Maheshri:CompetentE

Preparation of Electrocompetent Bacteria

Please list modifications after the protocol.

1. Inoculate 0.5-1.0 L of LB (no antibiotics) with 5 ml of a fresh overnight culture (for example DH5alpha). Put sterile H2O (0.5-1.0 L) at 4°C to cool.
2. Grow cells at 37°C with vigorous shaking to an OD600 of (approx.) 0.6. (This usually takes around 3-4h). Put 1.5 ml eppendorf tubes (50-60 for 1L) at 4°C to cool. Put 10% sterile glycerol (50 ml at least) at 4°C to cool.
3. To harvest cells, chill flask in ice for 15-30 minutes.
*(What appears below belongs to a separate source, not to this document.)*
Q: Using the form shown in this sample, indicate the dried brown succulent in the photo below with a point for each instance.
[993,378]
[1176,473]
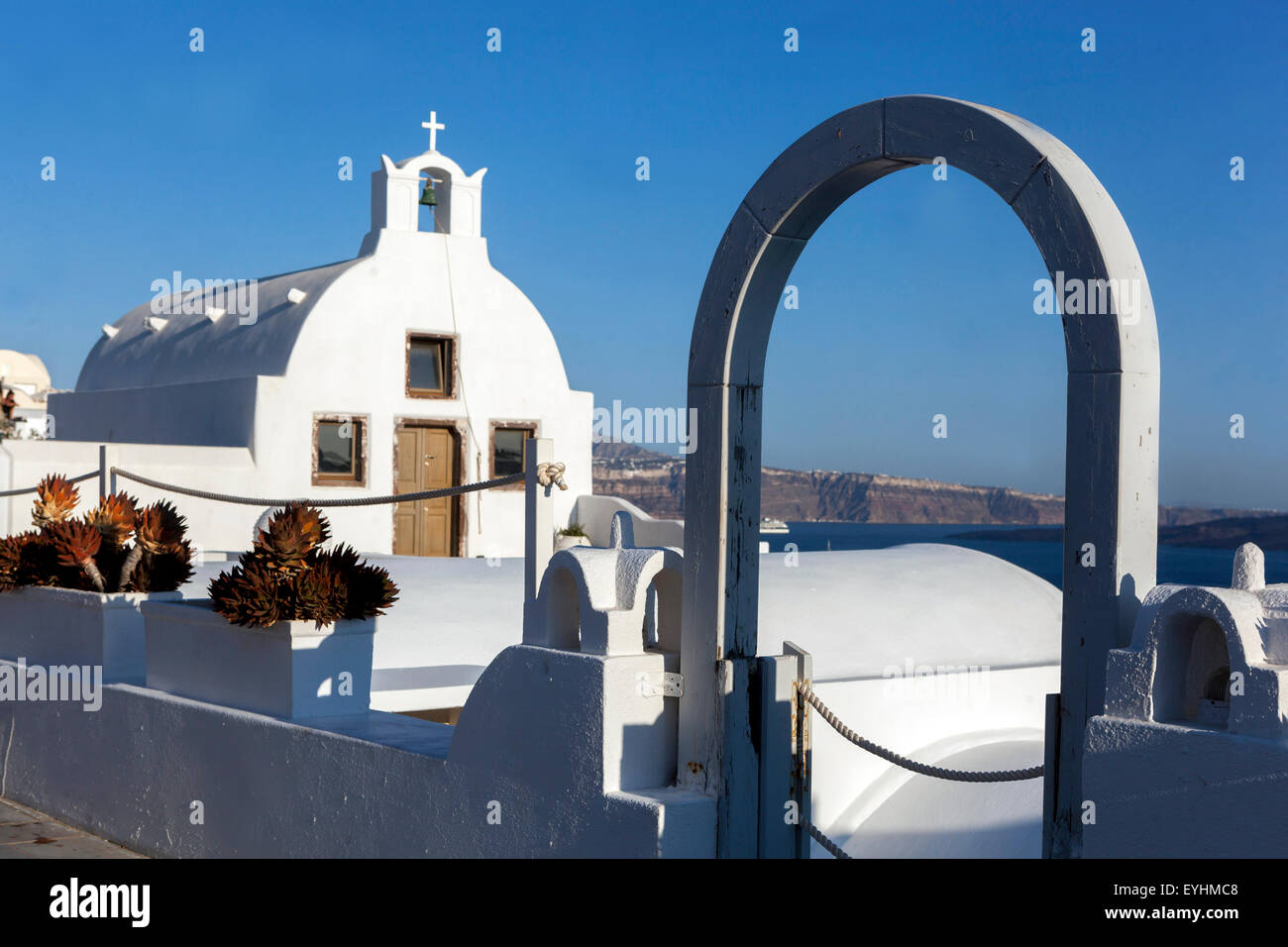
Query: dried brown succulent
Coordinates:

At this time also chill 2-4 sterile 250 ml centrifuge bottles. After incubating on ice, spin cells in Sorvall RC 2-B at 5-6,000 rpm (4000 x G max) for 15 minutes.
4. Combine pellets into 1 or 2 tubes (if 2 or 4 tubes used in previous step, respectively). Resuspend with 250 ml cold, sterile H2O per 500 ml of starting culture . Repeat spin as in step 3.
5. Repeat step 4 once.
6. Resuspend each pellet in 10 ml of cold, sterile H2O. Combine pellets into one pre-chilled 50 ml Falcon tube. Add cold, sterile H2O to a final volume of 50 ml. Spin cells in a pre-chilled Beckman tabletop centrifuge at 3,000-3,500 rpm. (Alternatively, wait until next wash to combine pellets).
7. Wash pellet with 50 ml cold, sterile H2O. Spin as in step 6. (Crush some dry ice in an ice bucket).
8. Resuspend pellet in 40 ml of cold, sterile 10% glycerol. Spin as in step 6.
9. Very carefully pour off glycerol. Estimate the volume of the cell pellet. Add an equal volume of cold, sterile 10% glycerol. Mix with a chilled blue tip (for P-1000).
10. Immediately aliquot cells into pre-chilled, labeled 1.5 ml eppendorf tubes (on wet ice). Use a pre-chilled Combitip (sterile) to aliquot cells. As quickly as possible, place cells onto crushed dry ice. Aliquot cells in 50 µl volumes into tubes.